Kempf seems to have set himself the objective of bringing some news to the music, not least in the speed department--and he is certainly trying hard. Well, if there is any music where news for the sake of it is anything but needed, Chopin's Ballades fit the bill. The First Ballade is so chopped up by erratic tempo shifts (just try the initial G minor section and you will find more tempos leading up to the E-flat major second section than in most other versions of the entire piece), accents and dynamics that its brilliant layout and melodic line become barely recognisable. The Second Ballade indeed gets a speedy rendition of the A minor sections (especially the Coda); compared with Kissin, who delivers at least as much drama, Kempf sounds squarely one-dimensional. The Third Ballade is at least well paced (I personally favour a rather more flowing speed than my references); otherwise, its jolly sonorities are too often turned into ill-integrated showcases. The Fourth Ballade remains at a superficially virtuosic level--miles away from the depth rendered by Demidenko and Ohlsson.

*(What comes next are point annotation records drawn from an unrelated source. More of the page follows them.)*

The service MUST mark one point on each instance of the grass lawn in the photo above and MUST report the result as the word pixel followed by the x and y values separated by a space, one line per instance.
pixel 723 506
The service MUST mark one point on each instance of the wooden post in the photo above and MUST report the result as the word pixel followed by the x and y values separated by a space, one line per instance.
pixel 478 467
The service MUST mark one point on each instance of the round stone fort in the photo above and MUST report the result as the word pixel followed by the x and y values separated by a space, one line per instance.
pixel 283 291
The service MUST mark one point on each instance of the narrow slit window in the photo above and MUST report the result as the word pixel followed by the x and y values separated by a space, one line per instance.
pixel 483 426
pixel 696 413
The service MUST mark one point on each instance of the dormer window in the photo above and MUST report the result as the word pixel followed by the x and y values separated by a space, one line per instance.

As to the fillers, the outwardly virtuosic Andante spianato and Grande Polonaise proves the disc's most successful piece in the hands of Kempf, in fact one of the most brilliant accounts in memory--alone more than worthy of the second star. The ubiquitous Fantaisie-Impromptu leaves a very short-lived and flashy impression. The late Op 61 masterpiece is simply too complex for Kempf's exaggerated and forced trying.



Even if Kempf's Chopin Ballades is a safe non-recommendation, I haven't given up on him. What distinguishes him from the likes of Li and Lang is that he has a refreshingly personal voice, if not yet fully developed. The recorded sound captured at Nybrokajen 11 in Stockholm is about as good as you are likely to get with a Yamaha instrument.

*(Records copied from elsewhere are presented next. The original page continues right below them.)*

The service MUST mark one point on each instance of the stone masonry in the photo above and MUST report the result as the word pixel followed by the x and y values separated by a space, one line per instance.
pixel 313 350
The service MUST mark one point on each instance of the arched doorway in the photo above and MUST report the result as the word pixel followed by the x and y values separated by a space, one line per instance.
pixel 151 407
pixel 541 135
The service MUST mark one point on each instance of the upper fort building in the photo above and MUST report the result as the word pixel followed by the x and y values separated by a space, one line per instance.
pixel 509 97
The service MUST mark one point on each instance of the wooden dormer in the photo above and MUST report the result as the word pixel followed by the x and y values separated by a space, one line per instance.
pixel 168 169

TIMINGS: Ballades--8:25, 6:37, 6:44, 9:31; Op 22--13:04; Op 61--11:17; Op 66--4:27"
Freddy plays Chopin: youth, daring, and a young man's love
Dan Fee | Berkeley, CA USA | 08/30/2003
(5 out of 5 stars)

"It is said the Russian audiences were outraged in the Tchaikovsky competition when Freddy Kempf came out third. One of my former teachers told me that the Russians often like to idolize their favorites among pianists, like teens idolize rock stars. But given the myriad numbers of contenders in both camps, one might hesitate to inquire further. Many critics have praised Freddy for his daring approach to the piano, while suggesting that what makes perfectly good sense for a newly minted player on the concert stage may frequently be less attractive in a CD recording that will get repeated hearings. My own view is that you should just appreciate Mr. Kempf for what he is, on this recording. That is, he is clearly a physically gifted young pianist who has grown up, loving the music he plays and has now chosen to record. His approach to the sheer sound worlds of the keyboard is large, big-hearted, and not afraid to take risks. Few among the young lions of the piano who are on current display seem to care more for the music, and less for their own special identities, than this Freddy does. When he plays, you hear Chopin. He has enough technique to bring off almost everything his musical imagination conceives, especially in these dramatic four Ballades, two polonaise, and the fantasy-impromptu. A grand sweep characterizes all. Nothing is timid. No salon music is going on in this CD. If you like Chopin as background music for daydreaming, or reading, or cram-studying for that next mid-term; this is not your man. You will probably abandon the daydream or the book or the cuneiform scribbles that fell all over the page while you tried to keep up with Professor xyz; instead you will likely be carried away, onto the wide and even cosmic vistas that Chopin could open up, all the while he was claiming to be just a displaced Polish patriot who lived in exile among the Parisian cognoscenti. Fasten your seatbelts, then, and do not exit until the Cd has come to a complete and full stop. Then you can be the judge of whether or not you want to play it, all over again. Recommended, man, and music."